KUALA LUMPUR, April 8 (Reuters) - Malaysian palm oil futures slid more than 3% on Wednesday, hitting their lowest in two weeks, as a sharp drop in crude oil prices following a U.S-Iran ceasefire deal weighed on the market.
The benchmark palm oil contract FCPOc3 for June delivery on the Bursa Malaysia Derivatives Exchange closed 179 ringgit lower, or down 3.76%, at 4,586 ringgit ($1,154.00) a metric ton, the lowest since March 26.
Palm oil markets are currently tracking developments in the Middle East conflict closely, mirroring movements in crude oil prices, said Sandeep Singh, director of The Farm Trade, a Kuala Lumpur-based consulting and trading company.
Oil fell below $100 a barrel after U.S. President Donald Trump said he had agreed to a two-week ceasefire with Iran, subject to the immediate and safe reopening of the Strait of Hormuz. O/R
Weaker crude oil futures make palm a less attractive option for biodiesel feedstock.

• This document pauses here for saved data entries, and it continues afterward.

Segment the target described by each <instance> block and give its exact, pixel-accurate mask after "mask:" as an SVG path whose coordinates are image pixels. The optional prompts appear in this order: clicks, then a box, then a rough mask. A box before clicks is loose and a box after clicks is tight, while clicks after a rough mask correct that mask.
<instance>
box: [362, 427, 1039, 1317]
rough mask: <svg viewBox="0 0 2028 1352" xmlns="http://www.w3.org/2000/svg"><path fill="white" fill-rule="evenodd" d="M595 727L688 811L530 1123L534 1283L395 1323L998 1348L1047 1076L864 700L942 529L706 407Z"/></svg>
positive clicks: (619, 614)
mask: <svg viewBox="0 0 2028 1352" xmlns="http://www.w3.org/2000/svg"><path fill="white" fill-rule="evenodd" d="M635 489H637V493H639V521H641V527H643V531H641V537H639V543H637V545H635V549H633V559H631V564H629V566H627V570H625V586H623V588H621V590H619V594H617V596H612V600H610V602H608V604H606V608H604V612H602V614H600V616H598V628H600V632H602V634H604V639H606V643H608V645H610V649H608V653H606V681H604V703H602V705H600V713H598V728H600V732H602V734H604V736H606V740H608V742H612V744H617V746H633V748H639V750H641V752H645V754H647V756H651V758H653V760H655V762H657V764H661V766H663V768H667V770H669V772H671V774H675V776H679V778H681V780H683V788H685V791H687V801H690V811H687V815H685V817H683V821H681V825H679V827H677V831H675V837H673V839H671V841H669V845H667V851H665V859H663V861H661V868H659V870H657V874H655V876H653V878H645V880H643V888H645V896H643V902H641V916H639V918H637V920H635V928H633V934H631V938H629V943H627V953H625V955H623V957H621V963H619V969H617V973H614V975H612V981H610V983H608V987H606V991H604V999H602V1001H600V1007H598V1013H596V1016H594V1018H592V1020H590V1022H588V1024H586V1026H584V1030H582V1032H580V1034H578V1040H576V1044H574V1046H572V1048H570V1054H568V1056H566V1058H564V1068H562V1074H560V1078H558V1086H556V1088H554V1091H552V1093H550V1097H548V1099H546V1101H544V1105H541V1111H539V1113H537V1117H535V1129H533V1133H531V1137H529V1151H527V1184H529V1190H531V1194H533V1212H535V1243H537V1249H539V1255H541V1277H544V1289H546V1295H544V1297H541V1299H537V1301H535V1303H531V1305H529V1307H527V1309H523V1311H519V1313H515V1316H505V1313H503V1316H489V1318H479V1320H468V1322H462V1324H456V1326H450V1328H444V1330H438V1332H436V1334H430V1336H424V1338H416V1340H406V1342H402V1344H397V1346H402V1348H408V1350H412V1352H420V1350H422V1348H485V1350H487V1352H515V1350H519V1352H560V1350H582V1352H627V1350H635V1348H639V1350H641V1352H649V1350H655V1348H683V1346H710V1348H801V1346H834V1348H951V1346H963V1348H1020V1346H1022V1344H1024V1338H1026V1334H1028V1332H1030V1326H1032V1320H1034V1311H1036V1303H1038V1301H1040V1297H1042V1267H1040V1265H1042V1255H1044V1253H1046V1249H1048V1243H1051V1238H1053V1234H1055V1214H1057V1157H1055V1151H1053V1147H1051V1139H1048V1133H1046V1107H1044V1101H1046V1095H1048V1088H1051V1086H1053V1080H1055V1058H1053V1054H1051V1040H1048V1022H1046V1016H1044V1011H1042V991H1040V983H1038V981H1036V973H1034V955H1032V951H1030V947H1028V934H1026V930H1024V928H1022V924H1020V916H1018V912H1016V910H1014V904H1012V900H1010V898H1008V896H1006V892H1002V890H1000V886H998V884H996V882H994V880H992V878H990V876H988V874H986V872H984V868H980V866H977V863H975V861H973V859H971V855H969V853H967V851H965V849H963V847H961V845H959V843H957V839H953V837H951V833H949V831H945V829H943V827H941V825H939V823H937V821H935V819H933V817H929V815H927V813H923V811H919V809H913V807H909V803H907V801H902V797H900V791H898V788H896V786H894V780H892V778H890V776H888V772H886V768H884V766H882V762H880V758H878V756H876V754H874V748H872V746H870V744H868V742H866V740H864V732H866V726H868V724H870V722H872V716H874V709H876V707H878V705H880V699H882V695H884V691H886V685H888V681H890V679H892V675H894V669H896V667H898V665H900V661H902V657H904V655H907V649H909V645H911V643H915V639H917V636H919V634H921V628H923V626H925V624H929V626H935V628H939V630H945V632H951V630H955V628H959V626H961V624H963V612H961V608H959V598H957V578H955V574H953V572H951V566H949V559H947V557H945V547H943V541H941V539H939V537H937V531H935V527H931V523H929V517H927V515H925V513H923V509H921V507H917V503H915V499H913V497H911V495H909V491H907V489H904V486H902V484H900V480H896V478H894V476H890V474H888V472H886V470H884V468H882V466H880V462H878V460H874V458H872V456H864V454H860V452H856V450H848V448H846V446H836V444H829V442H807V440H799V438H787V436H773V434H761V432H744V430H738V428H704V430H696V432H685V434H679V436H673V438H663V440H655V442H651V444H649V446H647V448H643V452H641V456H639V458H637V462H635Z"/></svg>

Singh said palm oil prices were expected to find support at about 4,500 ringgit, underpinned by a possible B20 biodiesel mandate in Malaysia and lower inventory levels.
Malaysia plans to expand its palm-based B20 biodiesel programme nationwide in phases, taking into account the price sensitivity of palm oil relative to petroleum prices, the plantation and commodities minister said.
Dalian's most-active soyoil contract DBYcv1 fell 3.07%, while its palm oil contract DCPcv1 shed 4.36%. Soyoil prices on the Chicago Board of Trade BOcv1 were down 3.28%.
Palm oil tracks the price movements of rival edible oils, as it competes for a share of the global vegetable oils market.
The ringgit MYR=, palm's currency of trade, strengthened 1.34% against the dollar, making the commodity more expensive for buyers holding foreign currencies.
Indonesia's energy ministry has issued a ministerial decree setting the timeline for the implementation of its biofuel blending mandate, an official said, as it tries meet its energy transition and self-sufficiency targets.